Chapter 3.XXXVI.
A continuation of the answer of the Ephectic and Pyrrhonian philosopher Trouillogan.
You speak wisely, quoth Panurge, if the moon were green cheese. Such a tale once pissed my goose. I do not think but that I am let down into that dark pit in the lowermost bottom whereof the truth was hid, according to the saying of Heraclitus. I see no whit at all, I hear nothing, understand as little, my senses are altogether dulled and blunted; truly I do very shrewdly suspect that I am enchanted. I will now alter the former style of my discourse, and talk to him in another strain. Our trusty friend, stir not, nor imburse any; but let us vary the chance, and speak without disjunctives. I see already that these loose and ill-joined members of an enunciation do vex, trouble, and perplex you.
Now go on, in the name of God! Should I marry?
Trouillogan. There is some likelihood therein.
Panurge.
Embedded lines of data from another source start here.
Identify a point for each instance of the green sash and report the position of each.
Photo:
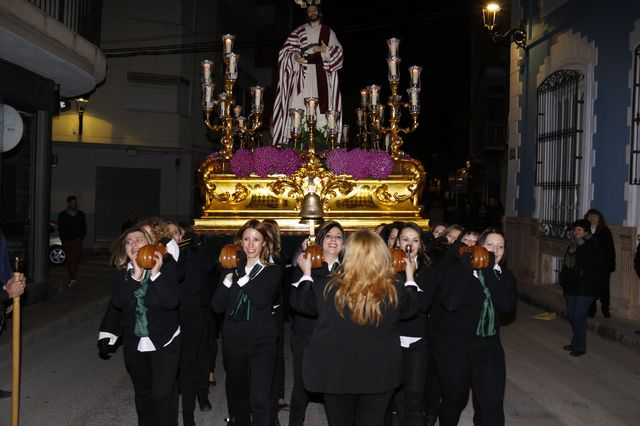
(486, 325)
(141, 328)
(242, 306)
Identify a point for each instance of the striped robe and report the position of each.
(291, 90)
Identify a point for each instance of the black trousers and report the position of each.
(192, 377)
(474, 363)
(359, 410)
(409, 398)
(604, 294)
(299, 396)
(432, 393)
(250, 366)
(154, 382)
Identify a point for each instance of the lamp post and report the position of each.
(81, 107)
(518, 35)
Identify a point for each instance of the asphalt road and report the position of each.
(65, 383)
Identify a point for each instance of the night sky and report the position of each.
(437, 37)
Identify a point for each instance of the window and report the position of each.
(634, 177)
(559, 150)
(157, 93)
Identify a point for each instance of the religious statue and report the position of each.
(308, 65)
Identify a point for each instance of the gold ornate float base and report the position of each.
(229, 200)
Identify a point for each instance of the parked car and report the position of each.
(57, 255)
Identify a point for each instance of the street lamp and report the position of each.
(516, 35)
(81, 107)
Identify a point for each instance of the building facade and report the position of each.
(143, 135)
(49, 51)
(573, 140)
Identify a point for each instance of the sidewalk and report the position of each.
(68, 306)
(91, 295)
(549, 298)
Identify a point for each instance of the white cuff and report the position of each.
(173, 249)
(242, 281)
(413, 284)
(104, 335)
(304, 278)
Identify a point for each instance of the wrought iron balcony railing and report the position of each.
(81, 16)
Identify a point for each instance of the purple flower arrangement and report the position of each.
(265, 161)
(360, 163)
(268, 160)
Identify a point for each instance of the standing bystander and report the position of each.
(72, 226)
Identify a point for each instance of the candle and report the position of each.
(207, 99)
(256, 91)
(233, 59)
(414, 75)
(222, 103)
(311, 104)
(359, 116)
(413, 96)
(227, 43)
(345, 134)
(393, 68)
(331, 119)
(374, 92)
(364, 100)
(206, 70)
(394, 44)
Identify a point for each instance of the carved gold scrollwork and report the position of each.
(412, 168)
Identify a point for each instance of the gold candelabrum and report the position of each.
(370, 116)
(231, 123)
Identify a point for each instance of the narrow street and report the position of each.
(64, 382)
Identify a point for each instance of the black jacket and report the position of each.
(585, 276)
(462, 298)
(604, 240)
(161, 300)
(344, 357)
(261, 290)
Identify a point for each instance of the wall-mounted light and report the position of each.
(516, 35)
(81, 107)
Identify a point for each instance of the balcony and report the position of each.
(57, 39)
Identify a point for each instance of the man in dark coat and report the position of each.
(72, 226)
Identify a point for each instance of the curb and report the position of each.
(64, 322)
(597, 325)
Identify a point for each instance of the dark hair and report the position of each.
(484, 236)
(274, 232)
(582, 223)
(423, 259)
(601, 221)
(386, 231)
(324, 228)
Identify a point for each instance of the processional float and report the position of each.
(361, 188)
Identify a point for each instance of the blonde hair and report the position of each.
(263, 229)
(159, 228)
(365, 284)
(119, 257)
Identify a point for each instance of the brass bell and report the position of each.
(311, 207)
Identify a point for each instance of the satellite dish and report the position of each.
(11, 126)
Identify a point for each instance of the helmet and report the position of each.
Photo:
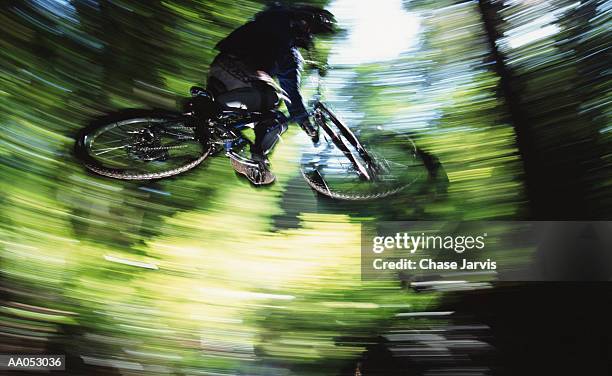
(305, 21)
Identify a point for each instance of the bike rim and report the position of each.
(146, 146)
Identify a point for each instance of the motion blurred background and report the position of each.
(203, 274)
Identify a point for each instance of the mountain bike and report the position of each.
(146, 145)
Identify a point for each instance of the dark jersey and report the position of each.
(260, 43)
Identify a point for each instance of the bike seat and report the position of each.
(197, 91)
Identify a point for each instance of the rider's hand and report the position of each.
(311, 130)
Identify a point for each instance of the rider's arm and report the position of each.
(288, 74)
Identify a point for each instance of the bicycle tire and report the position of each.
(82, 146)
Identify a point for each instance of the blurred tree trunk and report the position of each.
(508, 92)
(552, 139)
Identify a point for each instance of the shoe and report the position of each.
(311, 130)
(258, 173)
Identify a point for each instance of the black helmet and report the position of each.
(305, 21)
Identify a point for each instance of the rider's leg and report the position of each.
(267, 134)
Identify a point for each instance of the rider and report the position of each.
(242, 74)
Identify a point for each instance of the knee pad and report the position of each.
(271, 137)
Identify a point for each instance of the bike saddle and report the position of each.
(197, 91)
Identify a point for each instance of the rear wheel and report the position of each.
(144, 147)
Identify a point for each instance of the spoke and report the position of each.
(106, 150)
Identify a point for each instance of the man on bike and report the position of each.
(242, 74)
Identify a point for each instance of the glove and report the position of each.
(311, 130)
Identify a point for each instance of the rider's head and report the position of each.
(305, 22)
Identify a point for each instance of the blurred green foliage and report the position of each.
(203, 273)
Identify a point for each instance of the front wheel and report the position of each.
(142, 146)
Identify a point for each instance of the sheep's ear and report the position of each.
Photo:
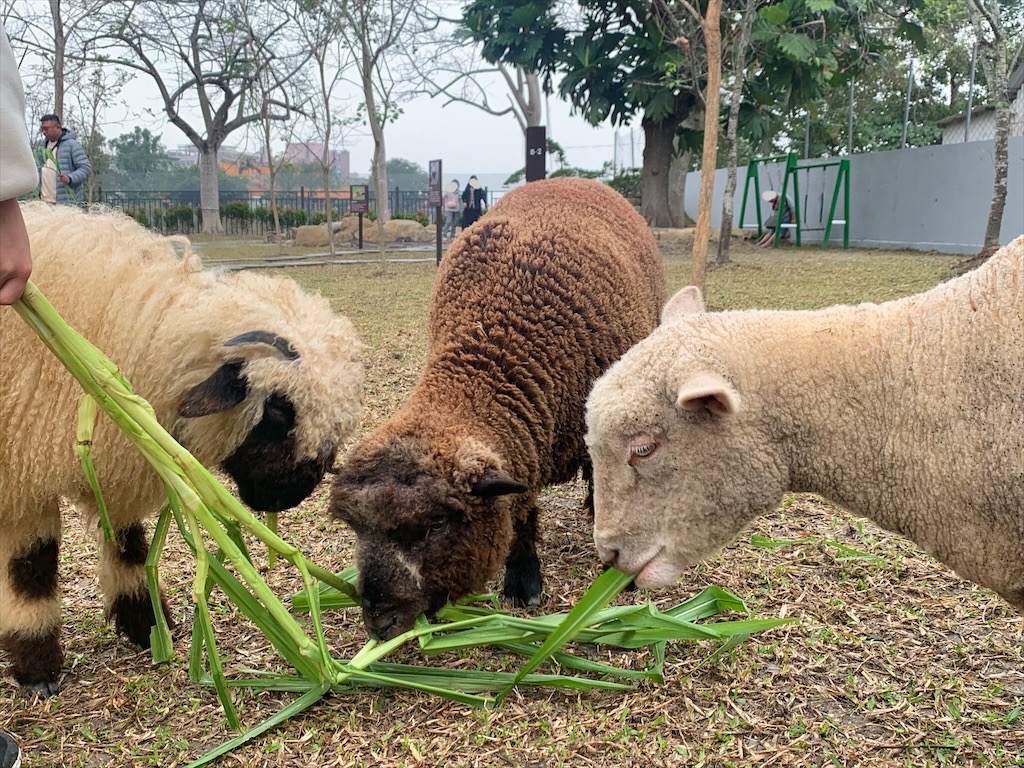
(687, 301)
(224, 389)
(708, 390)
(495, 483)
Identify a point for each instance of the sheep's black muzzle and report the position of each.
(270, 480)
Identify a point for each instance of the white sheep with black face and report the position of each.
(909, 413)
(245, 370)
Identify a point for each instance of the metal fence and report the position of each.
(250, 213)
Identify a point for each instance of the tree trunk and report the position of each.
(1000, 157)
(658, 142)
(992, 49)
(738, 76)
(59, 43)
(209, 190)
(1001, 165)
(713, 44)
(677, 186)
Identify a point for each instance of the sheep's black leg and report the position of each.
(30, 622)
(523, 584)
(125, 590)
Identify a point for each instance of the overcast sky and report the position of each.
(465, 138)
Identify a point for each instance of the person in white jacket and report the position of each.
(17, 176)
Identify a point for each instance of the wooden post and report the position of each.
(713, 43)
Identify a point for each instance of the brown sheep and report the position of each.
(529, 306)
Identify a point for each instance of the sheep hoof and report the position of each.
(523, 585)
(43, 688)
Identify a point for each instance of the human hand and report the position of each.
(15, 256)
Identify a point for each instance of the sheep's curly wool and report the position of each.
(909, 413)
(529, 305)
(165, 323)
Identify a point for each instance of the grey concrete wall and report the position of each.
(934, 198)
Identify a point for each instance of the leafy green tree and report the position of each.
(619, 59)
(406, 174)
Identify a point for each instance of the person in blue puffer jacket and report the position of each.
(64, 166)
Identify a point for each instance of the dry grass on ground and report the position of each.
(895, 662)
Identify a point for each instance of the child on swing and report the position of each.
(774, 219)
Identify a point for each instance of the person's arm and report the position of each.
(15, 257)
(82, 168)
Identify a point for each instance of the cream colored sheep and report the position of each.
(245, 370)
(909, 413)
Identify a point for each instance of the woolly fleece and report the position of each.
(530, 305)
(165, 324)
(909, 413)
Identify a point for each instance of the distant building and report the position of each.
(954, 129)
(311, 152)
(187, 155)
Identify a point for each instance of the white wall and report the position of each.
(934, 198)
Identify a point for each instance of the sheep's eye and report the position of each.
(641, 448)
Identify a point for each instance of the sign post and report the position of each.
(537, 153)
(434, 200)
(358, 201)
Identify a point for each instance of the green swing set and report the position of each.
(793, 165)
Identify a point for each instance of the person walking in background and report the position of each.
(451, 204)
(474, 202)
(64, 166)
(17, 176)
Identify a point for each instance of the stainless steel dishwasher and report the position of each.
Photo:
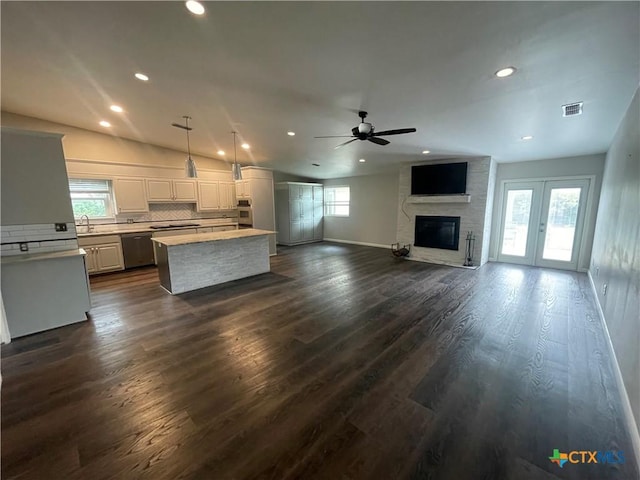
(137, 249)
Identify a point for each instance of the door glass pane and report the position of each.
(561, 224)
(516, 222)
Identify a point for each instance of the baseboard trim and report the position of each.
(364, 244)
(634, 429)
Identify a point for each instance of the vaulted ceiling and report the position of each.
(266, 68)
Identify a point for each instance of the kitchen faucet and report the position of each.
(88, 224)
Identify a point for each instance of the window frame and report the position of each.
(106, 195)
(330, 205)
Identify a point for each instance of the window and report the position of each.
(336, 201)
(91, 197)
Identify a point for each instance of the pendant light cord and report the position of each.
(235, 153)
(187, 118)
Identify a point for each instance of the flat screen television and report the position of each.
(440, 179)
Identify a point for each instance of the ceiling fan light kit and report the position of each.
(366, 131)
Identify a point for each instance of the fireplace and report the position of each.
(437, 232)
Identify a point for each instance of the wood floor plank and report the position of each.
(343, 362)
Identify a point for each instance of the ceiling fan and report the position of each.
(365, 131)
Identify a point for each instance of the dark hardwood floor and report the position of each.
(342, 363)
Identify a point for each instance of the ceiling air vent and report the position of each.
(572, 109)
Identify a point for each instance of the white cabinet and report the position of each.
(299, 212)
(227, 195)
(216, 195)
(131, 196)
(104, 253)
(208, 196)
(167, 190)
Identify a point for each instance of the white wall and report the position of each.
(35, 188)
(373, 210)
(544, 169)
(616, 251)
(80, 144)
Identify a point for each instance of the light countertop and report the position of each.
(133, 228)
(210, 237)
(10, 259)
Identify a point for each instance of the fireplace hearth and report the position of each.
(437, 232)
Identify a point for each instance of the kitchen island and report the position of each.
(190, 262)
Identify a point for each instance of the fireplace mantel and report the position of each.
(439, 199)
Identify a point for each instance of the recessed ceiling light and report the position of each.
(195, 7)
(506, 72)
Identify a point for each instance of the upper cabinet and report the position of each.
(167, 190)
(208, 196)
(243, 188)
(227, 195)
(216, 195)
(131, 195)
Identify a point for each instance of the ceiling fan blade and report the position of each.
(398, 131)
(343, 144)
(335, 136)
(181, 126)
(379, 141)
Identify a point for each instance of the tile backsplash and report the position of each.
(37, 238)
(172, 211)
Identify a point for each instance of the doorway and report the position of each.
(542, 222)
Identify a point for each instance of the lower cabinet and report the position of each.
(104, 253)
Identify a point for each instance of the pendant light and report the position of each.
(189, 165)
(236, 171)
But if I do not marry?
Trouil. I see in that no inconvenience.
Pan. You do not?
Trouil. None, truly, if my eyes deceive me not.
Pan. Yea, but I find more than five hundred.
Trouil. Reckon them.
Pan. This is an impropriety of speech, I confess; for I do no more thereby but take a certain for an uncertain number, and posit the determinate term for what is indeterminate. When I say, therefore, five hundred, my meaning is many.
Trouil. I hear you.
Pan. Is it possible for me to live without a wife, in the name of all the subterranean devils?
Trouil. Away with these filthy beasts.
Pan. Let it be, then, in the name of God; for my Salmigondinish people use to say, To lie alone, without a wife, is certainly a brutish life. And such a life also was it assevered to be by Dido in her lamentations.
Trouil. At your command.
Pan. By the pody cody, I have fished fair; where are we now? But will you tell me? Shall I marry?
Trouil. Perhaps.
Pan. Shall I thrive or speed well withal?
Trouil. According to the encounter.
Pan. But if in my adventure I encounter aright, as I hope I will, shall I be fortunate?
Trouil. Enough.
Pan. Let us turn the clean contrary way, and brush our former words against the wool: what if I encounter ill?